M. Quatrefages, who has minutely studied the organization and habits of the Teredos in the Port of Saint Sebastian, reports the following fact, which will give the reader some idea of the rapidity with which these dangerous molluscs pursue their ravages:—

"A boat, which served as a passage-boat between two villages on the coast, went down in consequence of an accident at the commencement of spring.
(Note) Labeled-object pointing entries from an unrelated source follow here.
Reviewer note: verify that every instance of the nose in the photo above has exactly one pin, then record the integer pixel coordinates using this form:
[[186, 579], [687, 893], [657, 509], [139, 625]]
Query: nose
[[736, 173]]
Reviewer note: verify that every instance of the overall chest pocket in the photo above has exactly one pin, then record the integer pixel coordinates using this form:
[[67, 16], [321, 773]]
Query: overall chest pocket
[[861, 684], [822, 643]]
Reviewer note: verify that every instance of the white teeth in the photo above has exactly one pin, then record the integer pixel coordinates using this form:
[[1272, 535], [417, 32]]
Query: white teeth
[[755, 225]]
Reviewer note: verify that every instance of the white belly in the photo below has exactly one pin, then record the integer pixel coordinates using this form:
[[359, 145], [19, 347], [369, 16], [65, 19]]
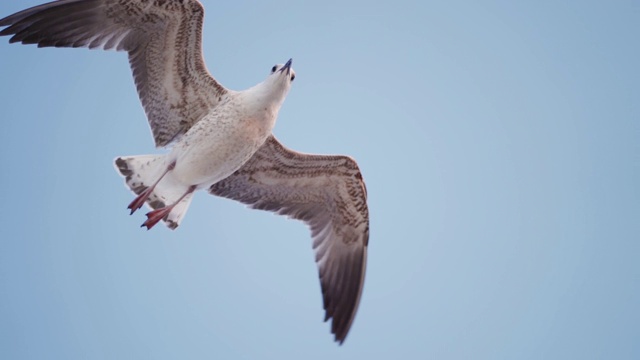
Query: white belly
[[213, 149]]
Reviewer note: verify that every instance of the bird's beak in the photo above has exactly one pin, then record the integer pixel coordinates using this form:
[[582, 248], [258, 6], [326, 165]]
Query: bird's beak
[[287, 66]]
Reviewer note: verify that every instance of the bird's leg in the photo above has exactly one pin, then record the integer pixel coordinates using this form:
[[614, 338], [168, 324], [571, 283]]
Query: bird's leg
[[139, 201], [153, 217]]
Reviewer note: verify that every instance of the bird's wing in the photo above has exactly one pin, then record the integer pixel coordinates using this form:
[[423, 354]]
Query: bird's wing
[[329, 195], [164, 42]]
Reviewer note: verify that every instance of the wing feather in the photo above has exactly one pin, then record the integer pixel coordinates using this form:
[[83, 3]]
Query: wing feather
[[329, 195], [164, 42]]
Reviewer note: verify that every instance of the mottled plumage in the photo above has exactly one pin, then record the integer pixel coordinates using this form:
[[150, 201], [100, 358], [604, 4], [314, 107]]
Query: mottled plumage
[[222, 139]]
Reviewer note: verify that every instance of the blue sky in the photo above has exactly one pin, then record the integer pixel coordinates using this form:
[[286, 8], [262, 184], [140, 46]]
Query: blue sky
[[500, 146]]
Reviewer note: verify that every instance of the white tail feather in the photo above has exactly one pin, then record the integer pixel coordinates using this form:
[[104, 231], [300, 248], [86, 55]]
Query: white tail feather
[[142, 171]]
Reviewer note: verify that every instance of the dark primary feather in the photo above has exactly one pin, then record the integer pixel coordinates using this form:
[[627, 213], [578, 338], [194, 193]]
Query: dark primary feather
[[329, 195], [164, 42]]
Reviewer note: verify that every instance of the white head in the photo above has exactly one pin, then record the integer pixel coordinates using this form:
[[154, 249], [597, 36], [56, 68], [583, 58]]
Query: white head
[[276, 86]]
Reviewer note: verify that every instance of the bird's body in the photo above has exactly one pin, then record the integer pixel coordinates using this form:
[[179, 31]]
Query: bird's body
[[221, 139]]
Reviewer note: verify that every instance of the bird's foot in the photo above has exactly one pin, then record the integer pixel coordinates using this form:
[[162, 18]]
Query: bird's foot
[[139, 200], [153, 217]]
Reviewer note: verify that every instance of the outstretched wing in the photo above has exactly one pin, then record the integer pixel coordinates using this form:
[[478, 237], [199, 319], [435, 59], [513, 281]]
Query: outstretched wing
[[328, 194], [164, 42]]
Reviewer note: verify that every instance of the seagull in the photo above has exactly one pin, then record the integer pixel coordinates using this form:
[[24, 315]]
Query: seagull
[[220, 140]]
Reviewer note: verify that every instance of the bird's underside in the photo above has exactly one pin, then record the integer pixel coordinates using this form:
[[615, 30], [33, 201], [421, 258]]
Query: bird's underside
[[163, 40]]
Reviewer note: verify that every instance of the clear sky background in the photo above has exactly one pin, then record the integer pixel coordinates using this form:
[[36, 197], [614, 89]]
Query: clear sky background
[[500, 144]]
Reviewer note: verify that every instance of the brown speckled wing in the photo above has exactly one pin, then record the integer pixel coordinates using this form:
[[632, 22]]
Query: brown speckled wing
[[164, 42], [328, 194]]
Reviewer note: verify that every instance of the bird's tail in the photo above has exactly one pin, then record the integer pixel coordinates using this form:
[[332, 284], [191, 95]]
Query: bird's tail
[[142, 171]]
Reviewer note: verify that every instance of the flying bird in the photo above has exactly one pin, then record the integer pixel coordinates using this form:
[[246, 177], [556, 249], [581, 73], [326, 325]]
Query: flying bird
[[220, 140]]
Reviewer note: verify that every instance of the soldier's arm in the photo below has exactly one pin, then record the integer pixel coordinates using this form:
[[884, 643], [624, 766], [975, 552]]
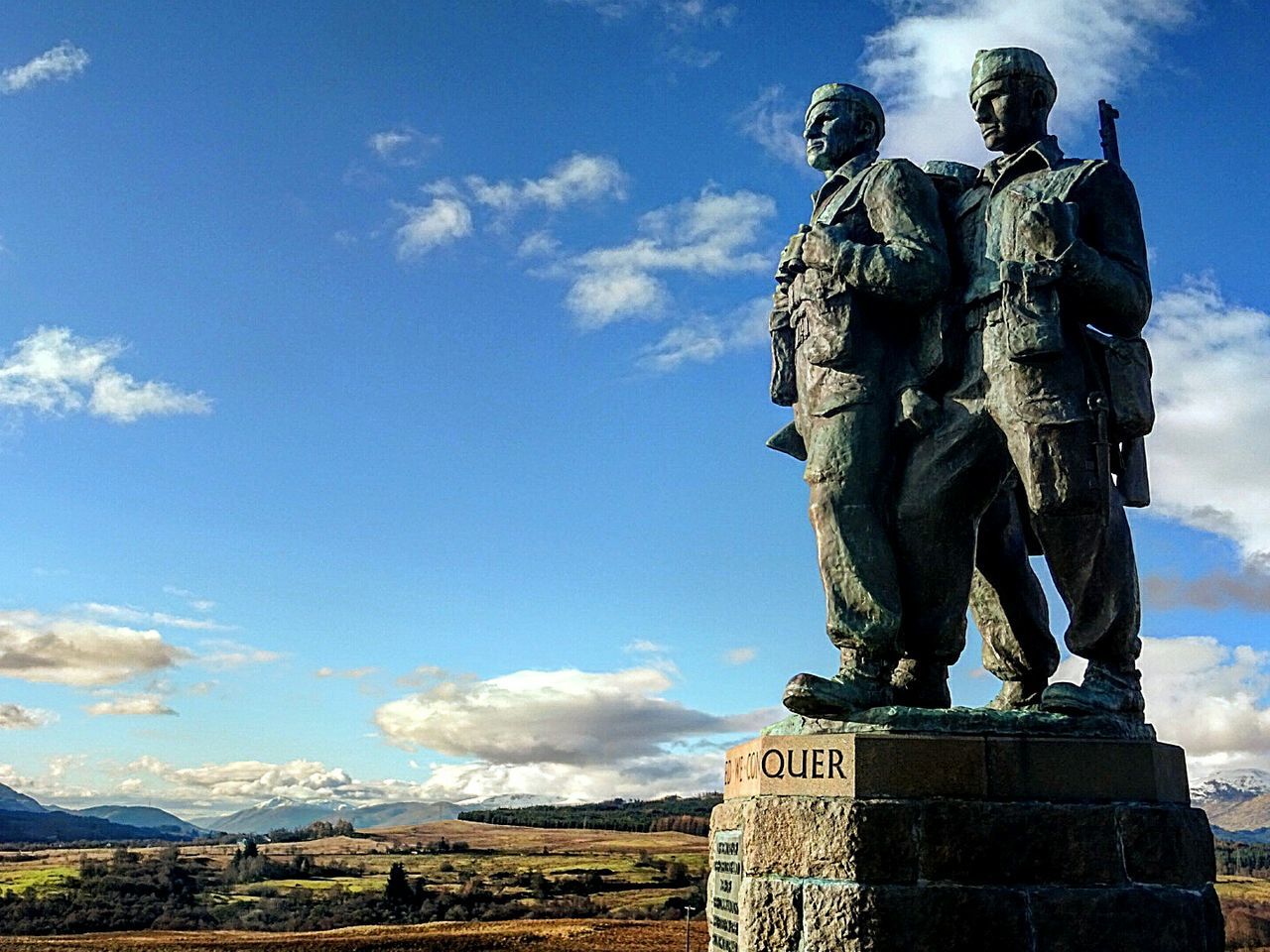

Four months after some fishermen, hoping to turn her materials to advantage, raised the boat. But in that short space of time the Teredos had committed such ravages that the planks and timbers were riddled and worm-eaten so as to be totally useless."

At the beginning of the eighteenth century, half the coast of Holland was threatened with annihilation because the piles which support its dikes and sea-walls were attacked by the Teredo; and it proved no contemptible foe. Many hundreds of thousands of pounds were expended in order to avert the threatened danger. Fortunately, a closer attention to the habits of the mollusc has brought a remedy to a most formidable evil; the mollusc has an inveterate antipathy to rust, and timber impregnated by the oxide of iron is safe from its ravages. This taste of the Teredo being known, it is only necessary, in order to scatter this dangerous host, to sink the timber which is to be submerged in a tank of prepared oxide of iron—clothed, in short, in a thick cuirass of that antipathy of the Teredo, iron rust. Ships' timbers are also served with the same protecting coating; but the copper in which ships' bottoms are usually sheathed serves the same purpose.